野乃宇静静地听着,目光落在仙莨台脸上。
她忽然发现,这个平时总显得大大咧咧、甚至有点莽撞的少年,心里竟藏着这么细的观察和这么重的情义。他看得见每个人的咬牙坚持,记得住每个人的无声付出。
夕阳的余晖落在他线条分明的侧脸上,野乃宇忽然觉得,某种难以言说的、坚实又温暖的东西,正从他身上满溢出来。
临走时,仙莨台忽然叫住她,语气带着点罕见的郑重:“明天……你要是不太忙的话,能给我讲讲医疗忍术最基础的原理吗?我觉得……多懂一点,以后在战场上,说不定能更好地护着点他们。”

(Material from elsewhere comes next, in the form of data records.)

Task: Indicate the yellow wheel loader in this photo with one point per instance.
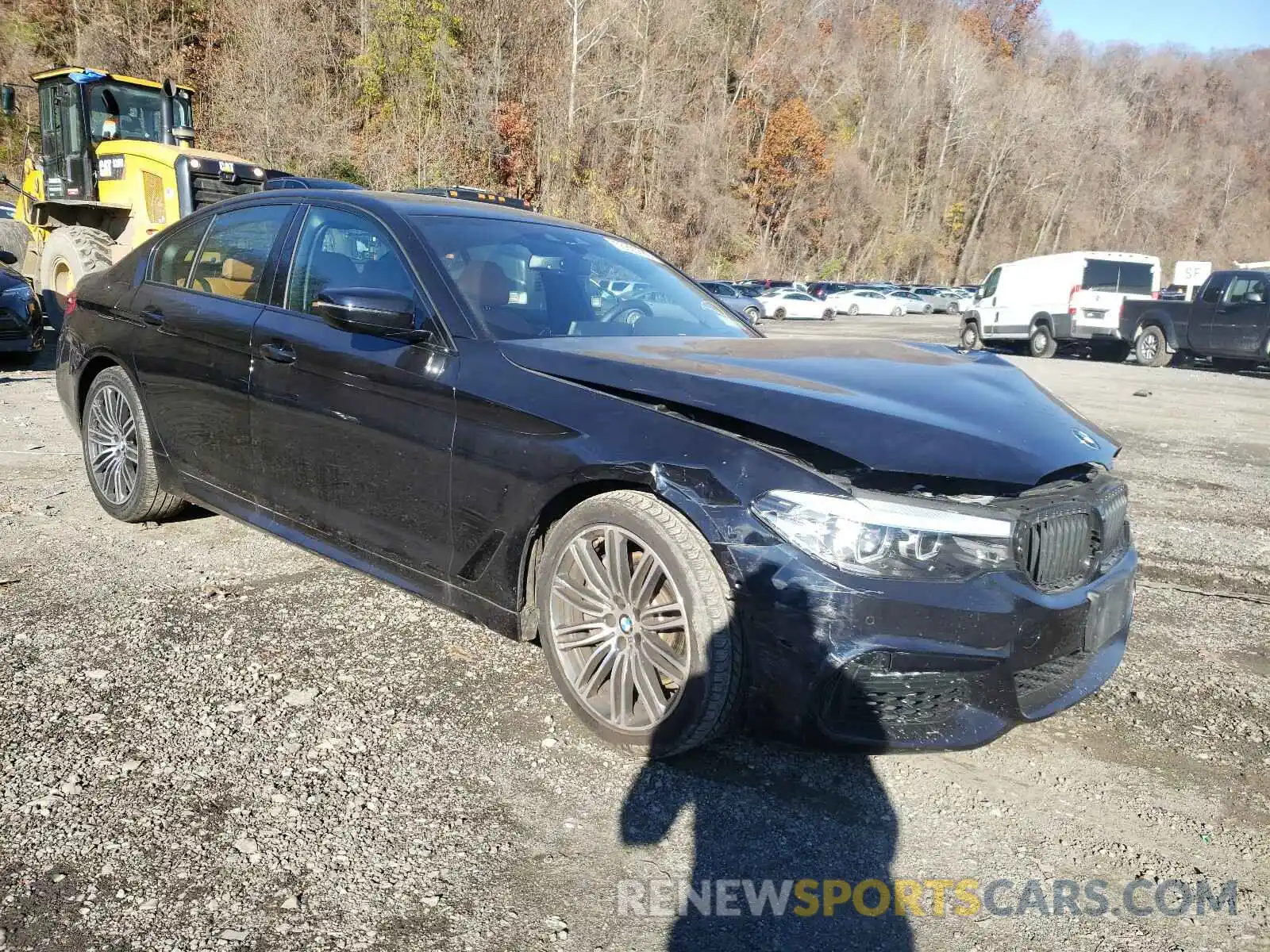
(114, 165)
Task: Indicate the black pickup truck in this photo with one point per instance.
(1229, 321)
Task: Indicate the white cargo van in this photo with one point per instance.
(1035, 300)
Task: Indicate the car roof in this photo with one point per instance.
(403, 203)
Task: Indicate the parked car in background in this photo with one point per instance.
(22, 323)
(1035, 300)
(823, 289)
(943, 300)
(911, 302)
(787, 304)
(840, 539)
(1229, 321)
(864, 301)
(729, 296)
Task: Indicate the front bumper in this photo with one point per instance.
(899, 666)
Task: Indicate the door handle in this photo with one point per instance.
(277, 352)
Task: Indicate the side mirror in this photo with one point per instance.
(385, 314)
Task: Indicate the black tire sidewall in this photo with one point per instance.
(133, 505)
(667, 735)
(1041, 333)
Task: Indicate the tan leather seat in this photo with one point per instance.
(237, 279)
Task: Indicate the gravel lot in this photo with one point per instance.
(210, 739)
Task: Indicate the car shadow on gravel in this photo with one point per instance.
(774, 816)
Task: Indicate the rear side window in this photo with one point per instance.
(1121, 277)
(175, 255)
(1213, 290)
(237, 251)
(1246, 291)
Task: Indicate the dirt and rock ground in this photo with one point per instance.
(210, 739)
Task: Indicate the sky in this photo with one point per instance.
(1203, 25)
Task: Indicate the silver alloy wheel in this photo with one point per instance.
(619, 628)
(112, 440)
(1149, 346)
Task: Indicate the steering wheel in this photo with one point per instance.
(626, 313)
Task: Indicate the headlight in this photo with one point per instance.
(888, 536)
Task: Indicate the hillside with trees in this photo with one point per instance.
(924, 140)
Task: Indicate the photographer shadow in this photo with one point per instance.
(768, 812)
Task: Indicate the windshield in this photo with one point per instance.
(533, 279)
(120, 111)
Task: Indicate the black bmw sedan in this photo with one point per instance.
(874, 543)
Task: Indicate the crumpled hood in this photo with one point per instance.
(902, 408)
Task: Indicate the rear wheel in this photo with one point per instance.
(69, 254)
(1151, 348)
(117, 452)
(637, 626)
(1041, 342)
(1110, 351)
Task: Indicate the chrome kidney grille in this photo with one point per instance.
(1062, 546)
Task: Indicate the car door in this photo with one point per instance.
(192, 355)
(986, 304)
(1204, 313)
(1240, 321)
(352, 432)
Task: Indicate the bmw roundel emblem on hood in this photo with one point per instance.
(1086, 440)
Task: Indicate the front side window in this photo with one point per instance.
(342, 249)
(238, 249)
(533, 279)
(175, 255)
(122, 111)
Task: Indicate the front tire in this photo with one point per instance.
(69, 254)
(1151, 348)
(1041, 342)
(637, 625)
(118, 455)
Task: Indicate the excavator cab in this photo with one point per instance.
(114, 164)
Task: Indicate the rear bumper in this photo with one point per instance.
(921, 666)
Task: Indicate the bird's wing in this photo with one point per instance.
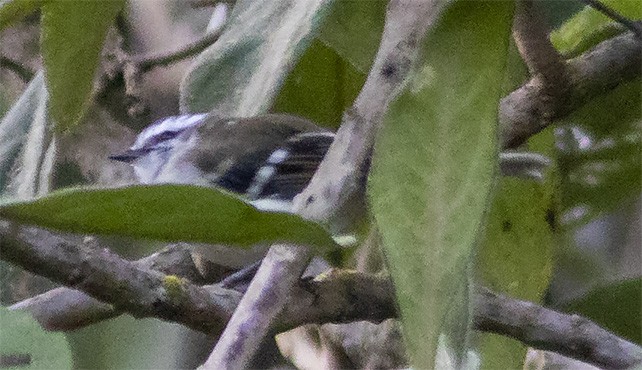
(288, 169)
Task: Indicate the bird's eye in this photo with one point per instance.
(167, 135)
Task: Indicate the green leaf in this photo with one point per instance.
(168, 213)
(128, 343)
(589, 27)
(14, 10)
(433, 169)
(241, 74)
(617, 307)
(320, 76)
(354, 30)
(72, 38)
(17, 123)
(600, 154)
(515, 256)
(23, 340)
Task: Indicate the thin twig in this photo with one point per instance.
(146, 63)
(634, 26)
(594, 73)
(337, 297)
(109, 278)
(542, 328)
(18, 68)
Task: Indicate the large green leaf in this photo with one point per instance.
(72, 38)
(589, 27)
(601, 154)
(354, 29)
(166, 212)
(14, 10)
(241, 74)
(320, 76)
(16, 124)
(515, 256)
(617, 307)
(433, 169)
(26, 345)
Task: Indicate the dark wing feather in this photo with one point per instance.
(286, 175)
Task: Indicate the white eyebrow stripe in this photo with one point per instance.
(173, 123)
(278, 156)
(313, 134)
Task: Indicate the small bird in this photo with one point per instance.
(269, 159)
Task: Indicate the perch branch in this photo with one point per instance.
(570, 335)
(109, 278)
(67, 309)
(16, 67)
(339, 180)
(255, 314)
(337, 296)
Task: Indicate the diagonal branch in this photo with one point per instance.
(635, 27)
(337, 297)
(107, 277)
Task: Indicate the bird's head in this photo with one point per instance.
(153, 145)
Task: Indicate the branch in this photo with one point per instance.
(337, 297)
(16, 67)
(125, 72)
(570, 335)
(255, 314)
(109, 278)
(339, 180)
(596, 72)
(335, 195)
(65, 309)
(147, 63)
(634, 27)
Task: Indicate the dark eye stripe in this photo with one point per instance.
(163, 136)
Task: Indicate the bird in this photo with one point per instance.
(266, 159)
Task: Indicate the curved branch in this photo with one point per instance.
(337, 297)
(596, 72)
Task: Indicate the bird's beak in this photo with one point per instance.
(129, 156)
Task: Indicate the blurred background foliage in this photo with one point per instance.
(572, 241)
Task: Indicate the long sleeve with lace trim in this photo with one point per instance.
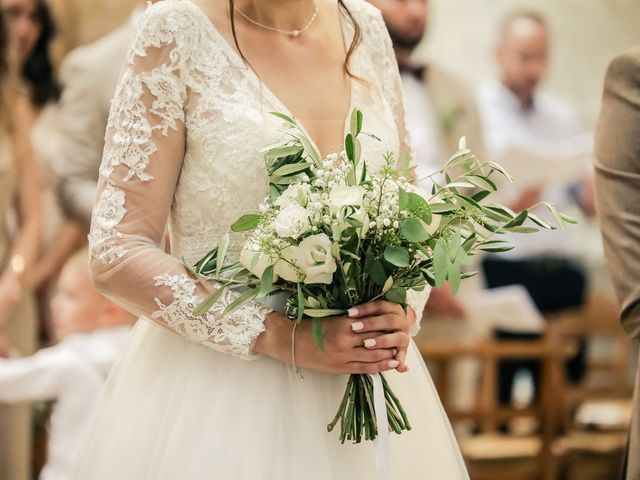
(143, 156)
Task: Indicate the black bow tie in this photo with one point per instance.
(419, 72)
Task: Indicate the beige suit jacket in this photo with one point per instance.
(89, 76)
(456, 111)
(617, 163)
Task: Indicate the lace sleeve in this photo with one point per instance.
(144, 150)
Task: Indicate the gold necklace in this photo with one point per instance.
(291, 33)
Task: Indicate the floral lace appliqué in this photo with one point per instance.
(233, 334)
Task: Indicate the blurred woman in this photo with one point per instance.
(31, 29)
(19, 243)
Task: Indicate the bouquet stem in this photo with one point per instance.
(357, 415)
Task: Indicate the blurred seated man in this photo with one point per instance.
(439, 109)
(92, 334)
(519, 118)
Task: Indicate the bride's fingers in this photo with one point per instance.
(374, 367)
(379, 323)
(396, 339)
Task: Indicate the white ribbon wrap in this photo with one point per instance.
(382, 442)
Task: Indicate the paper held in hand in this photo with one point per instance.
(557, 163)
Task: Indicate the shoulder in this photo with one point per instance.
(368, 17)
(556, 107)
(98, 57)
(178, 23)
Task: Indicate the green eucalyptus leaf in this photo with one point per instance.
(348, 146)
(266, 282)
(301, 302)
(397, 256)
(323, 312)
(223, 244)
(412, 230)
(355, 126)
(403, 199)
(206, 304)
(244, 298)
(396, 295)
(440, 262)
(453, 274)
(387, 285)
(246, 223)
(482, 182)
(284, 117)
(521, 229)
(284, 151)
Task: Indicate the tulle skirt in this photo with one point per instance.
(176, 410)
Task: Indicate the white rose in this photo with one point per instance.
(295, 194)
(254, 260)
(288, 267)
(315, 259)
(343, 195)
(292, 221)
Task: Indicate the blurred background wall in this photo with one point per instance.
(586, 35)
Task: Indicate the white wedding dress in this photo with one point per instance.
(189, 400)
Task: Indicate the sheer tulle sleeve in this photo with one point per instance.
(392, 89)
(142, 160)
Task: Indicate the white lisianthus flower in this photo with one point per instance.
(288, 267)
(296, 194)
(315, 259)
(255, 261)
(342, 195)
(292, 221)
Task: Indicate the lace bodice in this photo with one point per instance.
(182, 150)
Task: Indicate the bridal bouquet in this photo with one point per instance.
(333, 233)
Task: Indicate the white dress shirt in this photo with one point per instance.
(543, 129)
(423, 126)
(72, 373)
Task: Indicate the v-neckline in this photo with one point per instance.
(276, 103)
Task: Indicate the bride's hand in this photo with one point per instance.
(344, 351)
(381, 325)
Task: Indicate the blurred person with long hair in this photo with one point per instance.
(32, 30)
(19, 244)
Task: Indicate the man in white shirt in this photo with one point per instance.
(439, 108)
(92, 335)
(519, 120)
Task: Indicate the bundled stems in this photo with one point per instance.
(357, 415)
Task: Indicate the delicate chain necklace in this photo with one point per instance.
(291, 33)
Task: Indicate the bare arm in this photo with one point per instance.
(27, 242)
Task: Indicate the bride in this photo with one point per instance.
(203, 397)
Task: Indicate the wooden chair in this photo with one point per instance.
(491, 455)
(596, 411)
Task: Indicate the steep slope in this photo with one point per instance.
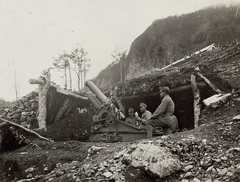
(170, 39)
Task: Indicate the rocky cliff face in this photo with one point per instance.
(168, 40)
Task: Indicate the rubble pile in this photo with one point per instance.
(187, 158)
(23, 111)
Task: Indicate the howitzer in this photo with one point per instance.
(108, 122)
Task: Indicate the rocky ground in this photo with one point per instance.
(210, 152)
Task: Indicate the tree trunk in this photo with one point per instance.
(43, 89)
(81, 78)
(209, 83)
(196, 101)
(70, 77)
(62, 109)
(78, 83)
(65, 76)
(6, 122)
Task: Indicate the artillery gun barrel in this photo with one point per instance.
(94, 101)
(100, 96)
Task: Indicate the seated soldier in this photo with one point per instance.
(163, 116)
(131, 117)
(146, 115)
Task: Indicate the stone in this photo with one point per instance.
(236, 118)
(134, 174)
(230, 174)
(187, 168)
(208, 180)
(216, 100)
(188, 174)
(206, 161)
(196, 180)
(107, 174)
(29, 170)
(157, 161)
(223, 172)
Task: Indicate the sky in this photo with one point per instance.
(32, 32)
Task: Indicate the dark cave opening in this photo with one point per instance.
(9, 141)
(182, 97)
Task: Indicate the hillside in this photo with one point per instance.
(170, 39)
(210, 152)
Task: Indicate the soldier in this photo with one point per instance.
(146, 115)
(131, 117)
(163, 116)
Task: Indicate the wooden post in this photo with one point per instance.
(115, 98)
(207, 81)
(196, 100)
(43, 86)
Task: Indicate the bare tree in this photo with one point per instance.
(16, 82)
(61, 63)
(120, 58)
(80, 65)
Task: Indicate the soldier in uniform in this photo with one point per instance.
(163, 116)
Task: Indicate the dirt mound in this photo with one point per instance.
(75, 126)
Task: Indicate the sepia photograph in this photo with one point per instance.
(120, 90)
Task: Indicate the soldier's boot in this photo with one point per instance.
(149, 130)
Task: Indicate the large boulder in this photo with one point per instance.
(155, 160)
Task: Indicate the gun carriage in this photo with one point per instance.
(109, 122)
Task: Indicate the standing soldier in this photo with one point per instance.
(163, 116)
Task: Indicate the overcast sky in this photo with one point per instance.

野乃宇微微一愣,随即,脸上绽开一个无比真诚而柔和的笑容,眼睛弯成了月牙:“当然可以。”
门被轻轻带上。
仙莨台独自望着窗外次第亮起的星星,忽然觉得,这次受伤……好像也不全是坏事。
一周后的午后,阳光依旧很好,懒洋洋地铺满走廊。绳树、鹿央和志策三人准时晃悠到仙莨台的病房外。
还没等推门,里头就隐约传来说笑声——仙莨台那咋咋呼呼的嗓门难得压得有点低,带着点罕见的温和,间或夹杂着野乃宇轻柔的回应和细碎的笑。
绳树和鹿央交换了一个眼神,志策墨镜下的脸没什么表情,但脚步也停住了。
绳树故意抬手,用力敲了敲门,指节叩在木板上发出响亮的“笃笃”声。
里面的说笑声像被掐断了。
门拉开一条缝,野乃宇站在门内,脸颊飞着两抹不太自然的红晕,眼神有点飘。“啊,是你们来了……”她侧身让开,声音比平时轻快,却带着点不易察觉的慌乱,“仙莨台君今天恢复得很好。”
病床上的仙莨台则手忙脚乱地想往枕头底下塞什么东西——看形状像是个精致的点心盒,脸上明晃晃写着“做贼心虚”。
三人走进病房,目光在脸色微红的野乃宇和明显坐立不安的仙莨台之间扫了个来回。
绳树脸上立刻浮起那种熟悉的、带着调侃的坏笑,拉长了语调:“哦——看来我们来的不是时候啊?是不是打扰到……某些人的‘特别护理’时间了?”
仙莨台脖子一梗,耳根子先红了:“胡、胡说什么呢你!野乃宇就是来做例行检查!”
语气虚得他自己都不信。
野乃宇的脸瞬间红得更厉害,几乎要烧起来,她低下头,手指无意识地绞着医疗包的带子:“那个……检查已经做完了,我、我先去忙了。仙莨台君,记得按时吃药。”说完,几乎是逃也似的快步往门口走。
“诶?等等,野乃宇,那个明天……”仙莨台下意识想叫住她。
鹿央恰到好处地踱进门,双手插兜,用他那平静无波、却总能精准补刀的语气,慢悠悠地说:“你小子……挺早熟啊。我记得野乃宇,好像比你大至少三岁?”
已经走到门口的野乃宇脚步一个趔趄,脸上的红晕“腾”地一下蔓延到了脖颈。她头也没回,声音小得像蚊子哼哼:“失、失礼了……”然后飞快地拉开门,身影瞬间消失在走廊尽头,只留下一阵轻微而慌乱的脚步声。